The Current | The People Who Keep The Lights On
THE CURRENT | Issue No. 010
The People Who Keep the Lights On
Behind every building that works, someone arrived before everyone else and will leave after everyone has gone.
World Facilities Management Day was Wednesday, May 14. It’s one of those observances that most tenants will never notice, which is, in a way, exactly the point.
The best building engineers are invisible by design. When the air conditioning responds before anyone has to ask, when the elevator is waiting, when the lobby is immaculate at 7 a.m., that’s not an accident. It’s the result of someone who knows the building the way a ship’s captain knows the sea: every system, every quirk, every sign that something is about to go wrong before it does.
At Gaedeke Group, the engineering team is one of the company’s quietest competitive advantages. In an industry that talks endlessly about tenant experience, the engineers are the ones actually delivering it, every single day, without fanfare.
Thirty Years and Counting
Some people know a company. Reggie Washington knows Gaedeke from the inside out.

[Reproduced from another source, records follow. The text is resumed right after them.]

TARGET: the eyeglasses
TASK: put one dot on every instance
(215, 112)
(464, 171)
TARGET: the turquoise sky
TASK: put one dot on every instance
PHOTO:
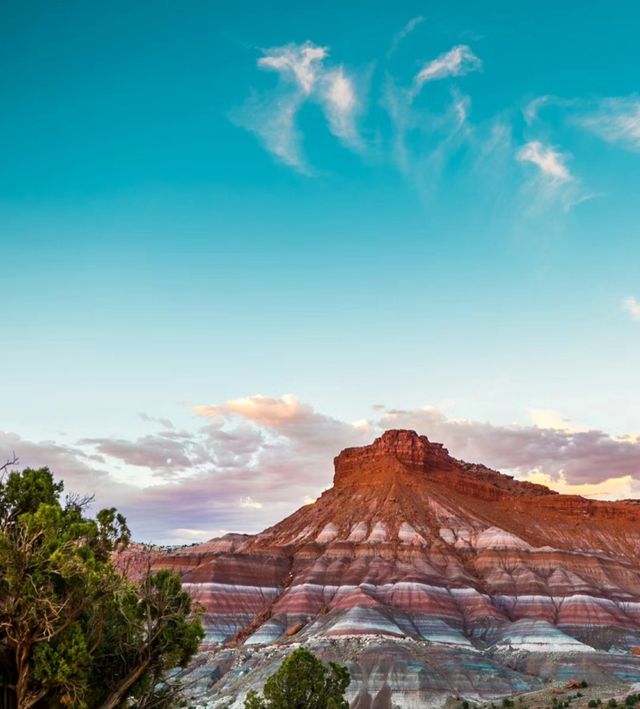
(408, 204)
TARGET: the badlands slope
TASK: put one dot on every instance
(429, 577)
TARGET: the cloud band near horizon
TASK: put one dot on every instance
(249, 462)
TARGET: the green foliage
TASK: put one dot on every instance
(73, 631)
(303, 682)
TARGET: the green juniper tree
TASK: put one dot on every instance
(74, 632)
(303, 682)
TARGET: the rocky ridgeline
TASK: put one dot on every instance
(429, 577)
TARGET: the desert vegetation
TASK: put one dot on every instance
(74, 630)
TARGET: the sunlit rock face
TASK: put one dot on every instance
(427, 576)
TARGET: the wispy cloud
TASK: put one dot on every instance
(457, 61)
(552, 184)
(250, 461)
(304, 77)
(616, 120)
(299, 62)
(340, 103)
(632, 306)
(550, 162)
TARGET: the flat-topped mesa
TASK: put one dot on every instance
(394, 452)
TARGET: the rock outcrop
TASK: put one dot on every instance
(429, 577)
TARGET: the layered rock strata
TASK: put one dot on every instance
(429, 577)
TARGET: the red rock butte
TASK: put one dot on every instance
(430, 577)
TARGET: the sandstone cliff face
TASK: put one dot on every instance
(429, 577)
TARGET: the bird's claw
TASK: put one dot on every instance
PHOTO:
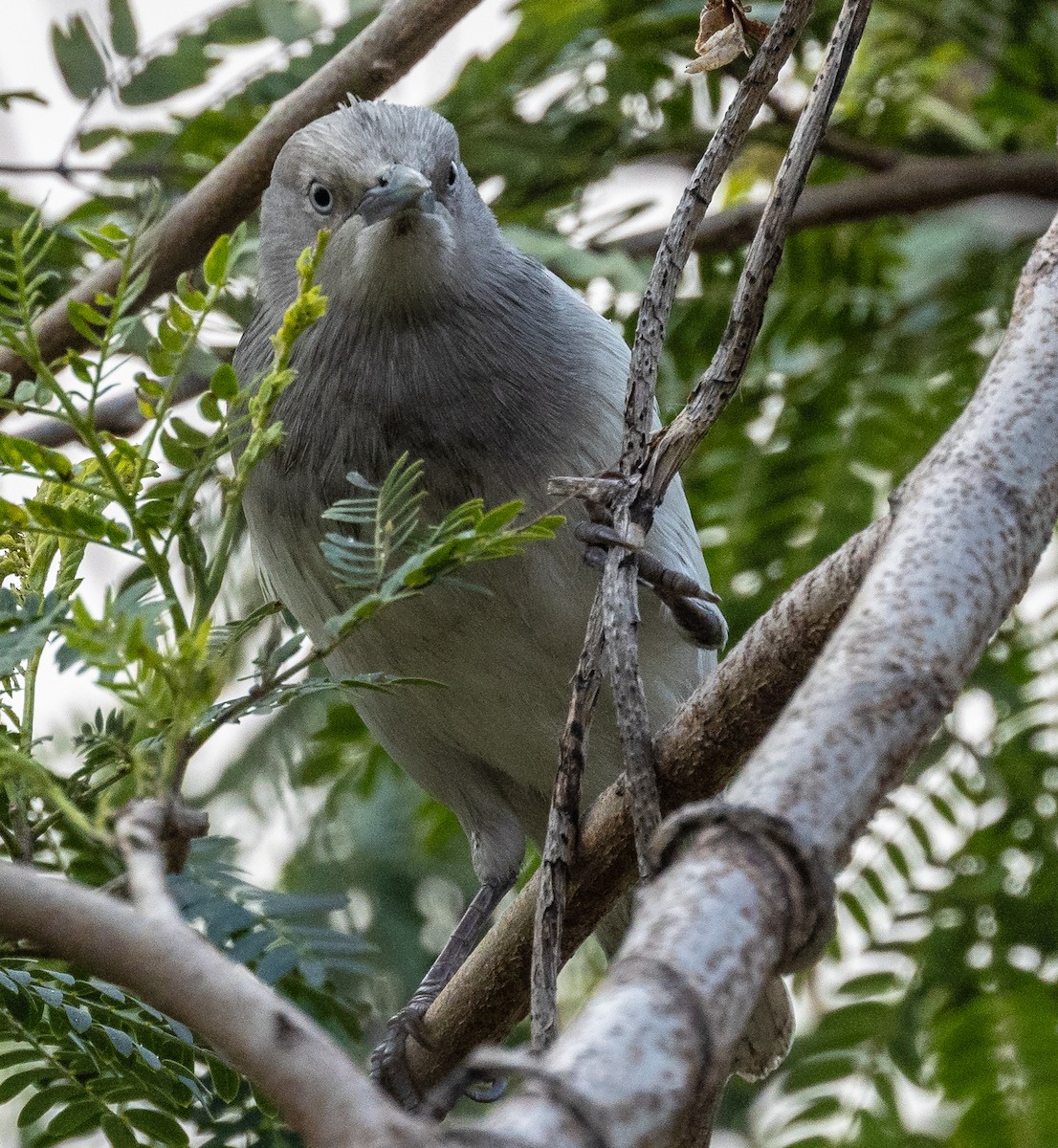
(694, 607)
(389, 1068)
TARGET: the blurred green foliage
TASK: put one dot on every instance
(935, 1017)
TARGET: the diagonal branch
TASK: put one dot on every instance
(697, 753)
(282, 1051)
(401, 34)
(910, 187)
(616, 602)
(717, 386)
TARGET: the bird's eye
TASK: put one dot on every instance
(320, 198)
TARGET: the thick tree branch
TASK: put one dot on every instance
(696, 755)
(747, 888)
(915, 185)
(912, 187)
(281, 1050)
(616, 598)
(402, 33)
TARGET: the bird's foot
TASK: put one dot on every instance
(694, 607)
(389, 1067)
(390, 1071)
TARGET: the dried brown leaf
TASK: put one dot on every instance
(720, 49)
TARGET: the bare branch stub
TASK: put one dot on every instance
(154, 838)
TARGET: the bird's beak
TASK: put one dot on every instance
(398, 188)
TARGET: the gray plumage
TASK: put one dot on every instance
(444, 342)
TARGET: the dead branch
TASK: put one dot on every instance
(401, 34)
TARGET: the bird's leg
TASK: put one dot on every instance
(389, 1061)
(694, 607)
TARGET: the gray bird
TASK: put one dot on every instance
(444, 342)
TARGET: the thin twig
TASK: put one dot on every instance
(616, 597)
(631, 516)
(560, 844)
(715, 388)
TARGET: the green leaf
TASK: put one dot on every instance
(288, 20)
(78, 57)
(214, 265)
(156, 1124)
(46, 1099)
(165, 77)
(79, 1117)
(117, 1132)
(122, 32)
(11, 1086)
(224, 383)
(16, 453)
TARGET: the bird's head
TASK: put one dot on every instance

With more than 30 years at the company, Reggie serves as Senior Chief Engineer for both Millennium Tower and One Legacy West. He’s watched Dallas grow up around the buildings he tends, and he’s kept those buildings running through all of it. He carries an institutional knowledge that can’t be taught in a classroom or captured in a manual. He knows what each system sounds like when it’s healthy and what it sounds like when it’s not. He knows the history of every mechanical room, every upgrade, every fix from two decades ago that still holds today.
That kind of knowledge is rare, and it matters in ways that show up in the everyday experience of every tenant in both buildings.
Thirty years isn’t a tenure. It’s a relationship. With the buildings, with the company, and with the people who work and gather in the spaces he keeps.
New Perspective, Same Standard
Roger Clark joined the Gaedeke team in June of last year as Building Engineer at One Legacy West. In less than a year, he’s become part of what makes the building work.
There’s something worth noting about how a company reveals itself in who it hires and how it brings them in. Roger’s arrival wasn’t just about filling a role. It was about building a team with range, pairing deep institutional knowledge with fresh perspective. The result is a stronger operation than either person could produce alone.
The Architecture Behind the Architecture
Overseeing the engineering function across the full portfolio is Blain Morris, Vice President of Engineering at Gaedeke Group. Blain’s role is to ensure that the standard at one building is the standard at every building, and that the team has what it needs to do the work well.
In commercial real estate, engineering leadership often operates in the background of the background. What Blain and the broader team represent is something more deliberate: a recognition that building operations aren’t a support function. They’re a core part of the product. A building that runs well is a building that tenants stay in.
What the Best Buildings Have in Common
The flight to quality that has defined the office market in recent years is usually discussed in terms of design, location, and amenities. Those things matter. But they don’t sustain themselves. A beautifully designed lobby that’s poorly maintained, a conference center that can’t be relied on, a mechanical system that tenants learn not to trust: these are the things that quietly erode the experience that the design team worked so hard to create.
What Gaedeke’s engineering team does, day in and day out, is protect that investment. Not just the physical asset, but the tenant relationship. Because the tenant who never has to think about whether the building will work is the tenant who renews.
On World Facilities Management Day and every other day, that work deserves to be seen.